Generalisasi yang Berlebihan
Generalisasi yang berlebihan dapat meningkatkan drama saat kamu menyelesaikan suatu argumen. Inilah cara menjaga konflikmu tetap rendah stres.
Ketika terjadi sesuatu yang tidak mereka sukai, beberapa orang membesar-besarkannya dengan membuat generalisasi yang menyeluruh. Hindari memulai kalimat dengan, “Kamu selalu,” dan, “Kamu tidak pernah,” seperti dalam, “Kamu selalu pulang terlambat!” atau, “Kamu tidak pernah melakukan apa yang ingin aku lakukan!” Berhentilah dan pikirkan apakah ini benar atau tidak.
Selain itu, jangan mengungkit konflik masa lalu untuk membuat diskusi keluar dari topik dan menimbulkan lebih banyak hal negatif. Cara resolusi konflik ini menghalangi penyelesaian konflik yang sebenarnya dan meningkatkan tingkat konflik.
Baca Juga:Munculnya Perilaku Saling Menyalahkan dalam Hubungan, Hindari Penyebabnya!Tidak Baik Saling Menyalahkan Dalam Hubungan, Ini 4 Akibat Negatifnya!
Kadang-kadang kita tidak menyadari bagaimana pikiran bisa membesar-besarkan sesuatu di luar proporsinya.

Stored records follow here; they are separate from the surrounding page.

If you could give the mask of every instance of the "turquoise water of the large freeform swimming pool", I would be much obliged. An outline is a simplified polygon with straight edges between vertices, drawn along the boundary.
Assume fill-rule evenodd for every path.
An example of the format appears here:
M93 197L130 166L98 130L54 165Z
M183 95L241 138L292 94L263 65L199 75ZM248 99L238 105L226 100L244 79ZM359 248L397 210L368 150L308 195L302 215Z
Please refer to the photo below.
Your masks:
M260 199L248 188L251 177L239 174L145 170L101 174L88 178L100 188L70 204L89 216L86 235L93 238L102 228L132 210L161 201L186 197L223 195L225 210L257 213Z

Daftar distorsi kognitif yang umum ini dapat mengganggu hubungan yang sehat dengan orang lain dan dapat memperburuk tingkat stres. Lihat mana yang mungkin kamu kenal.
Menjadi Benar
Kebutuhan untuk “menjadi benar” dapat memperpanjang dan memperparah konflik dibanding menciptakan resolusi konflik yang baik. Inilah cara resolusi konflik yang tidak terlalu membuat stres.

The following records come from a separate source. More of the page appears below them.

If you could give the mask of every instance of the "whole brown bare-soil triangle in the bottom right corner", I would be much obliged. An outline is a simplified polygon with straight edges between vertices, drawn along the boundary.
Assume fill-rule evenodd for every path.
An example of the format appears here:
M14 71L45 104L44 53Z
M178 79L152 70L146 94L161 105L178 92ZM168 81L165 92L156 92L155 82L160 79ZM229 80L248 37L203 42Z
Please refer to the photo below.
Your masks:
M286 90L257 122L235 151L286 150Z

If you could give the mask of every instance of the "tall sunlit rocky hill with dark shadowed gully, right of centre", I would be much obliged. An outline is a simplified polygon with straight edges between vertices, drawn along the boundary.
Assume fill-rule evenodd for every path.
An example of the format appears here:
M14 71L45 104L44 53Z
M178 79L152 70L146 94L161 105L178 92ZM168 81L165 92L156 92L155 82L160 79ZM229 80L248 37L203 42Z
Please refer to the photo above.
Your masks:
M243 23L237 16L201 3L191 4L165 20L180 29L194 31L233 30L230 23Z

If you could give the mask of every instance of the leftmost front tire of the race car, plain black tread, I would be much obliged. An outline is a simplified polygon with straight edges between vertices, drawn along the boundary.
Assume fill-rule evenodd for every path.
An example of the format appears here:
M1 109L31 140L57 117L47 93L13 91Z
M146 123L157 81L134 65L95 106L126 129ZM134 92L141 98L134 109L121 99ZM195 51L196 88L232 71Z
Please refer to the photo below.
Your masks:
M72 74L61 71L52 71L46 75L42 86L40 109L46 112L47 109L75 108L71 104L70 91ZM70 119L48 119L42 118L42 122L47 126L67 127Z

Sangatlah merugikan untuk memutuskan bahwa ada cara yang “benar” dalam memandang sesuatu dan cara yang “salah” dalam memandang sesuatu dan bahwa cara Anda memandang sesuatu itu benar.
Jangan menuntut pasanganmu melihat sesuatu dengan cara yang sama, dan jangan menganggapnya sebagai serangan pribadi jika dia mempunyai pendapat berbeda. Carilah kompromi atau sepakat untuk tidak setuju, dan ingatlah bahwa tidak selalu ada “benar” atau “salah”, dan kedua sudut pandang tersebut bisa saja valid.

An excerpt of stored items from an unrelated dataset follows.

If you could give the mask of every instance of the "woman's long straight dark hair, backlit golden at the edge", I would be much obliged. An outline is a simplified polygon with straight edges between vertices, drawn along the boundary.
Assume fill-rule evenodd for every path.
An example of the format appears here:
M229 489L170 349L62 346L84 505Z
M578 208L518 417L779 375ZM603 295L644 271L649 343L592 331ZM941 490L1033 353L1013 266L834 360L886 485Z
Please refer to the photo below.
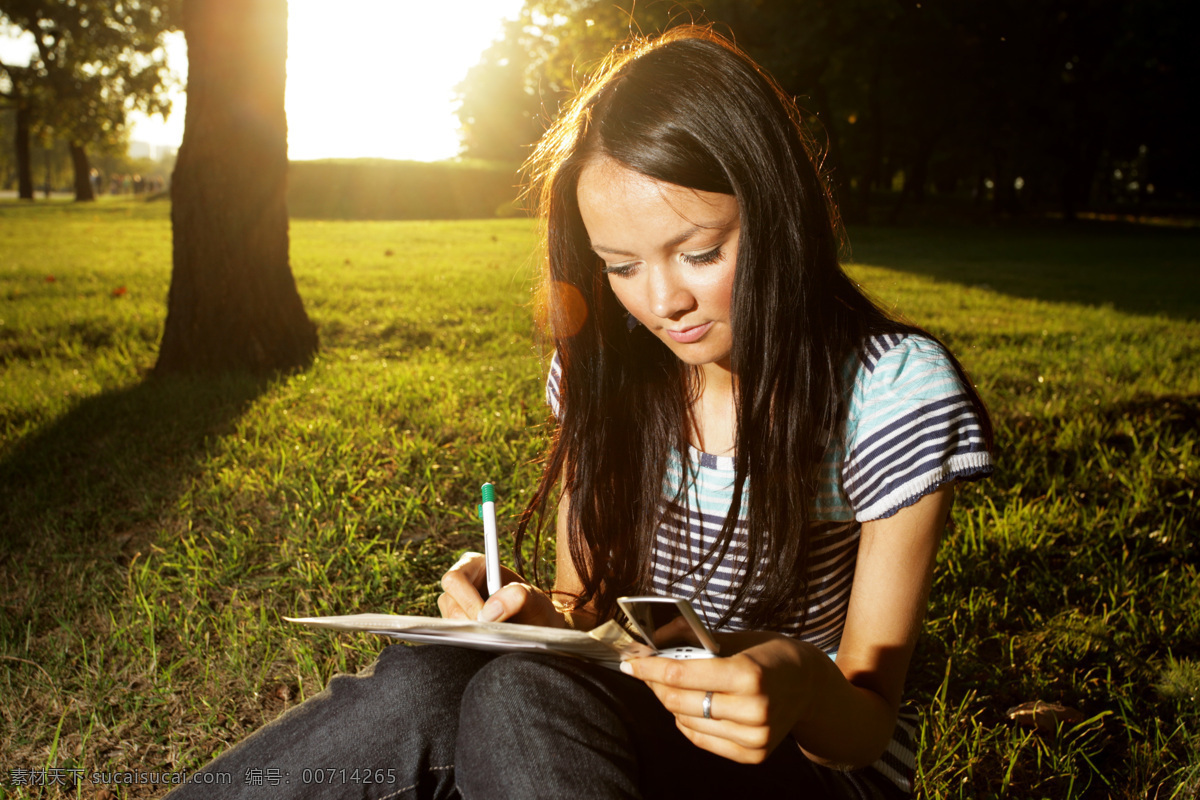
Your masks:
M538 549L562 486L583 582L575 602L593 603L601 619L618 596L650 585L664 475L672 452L688 463L696 390L691 368L666 345L628 330L580 217L580 173L611 158L737 198L736 479L718 545L696 572L707 583L744 506L737 555L748 579L722 621L737 613L767 627L805 613L817 470L841 435L847 363L868 336L917 330L881 312L840 267L836 211L814 154L794 104L749 56L708 29L683 26L614 50L527 164L545 225L542 296L562 378L558 426L516 549L529 534Z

“Psikoanalisis” / Membaca Pikiran
Psikoanalisis” orang lain adalah sesuatu yang harus dihindari dalam suatu konflik. Inilah alasannya, dan apa yang harus dilakukan.
Alih-alih bertanya tentang pikiran dan perasaan pasangannya, orang terkadang memutuskan bahwa mereka “tahu” apa yang dipikirkan dan dirasakan pasangannya hanya berdasarkan interpretasi yang salah atas tindakannya – dan selalu berasumsi bahwa itu negatif! Misalnya, memutuskan pasangan yang terlambat tidak cukup peduli untuk datang tepat waktu, atau pasangan yang lelah menolak berhubungan seks karena sikap pasif-agresifnya. Hal ini menimbulkan permusuhan dan kesalahpahaman.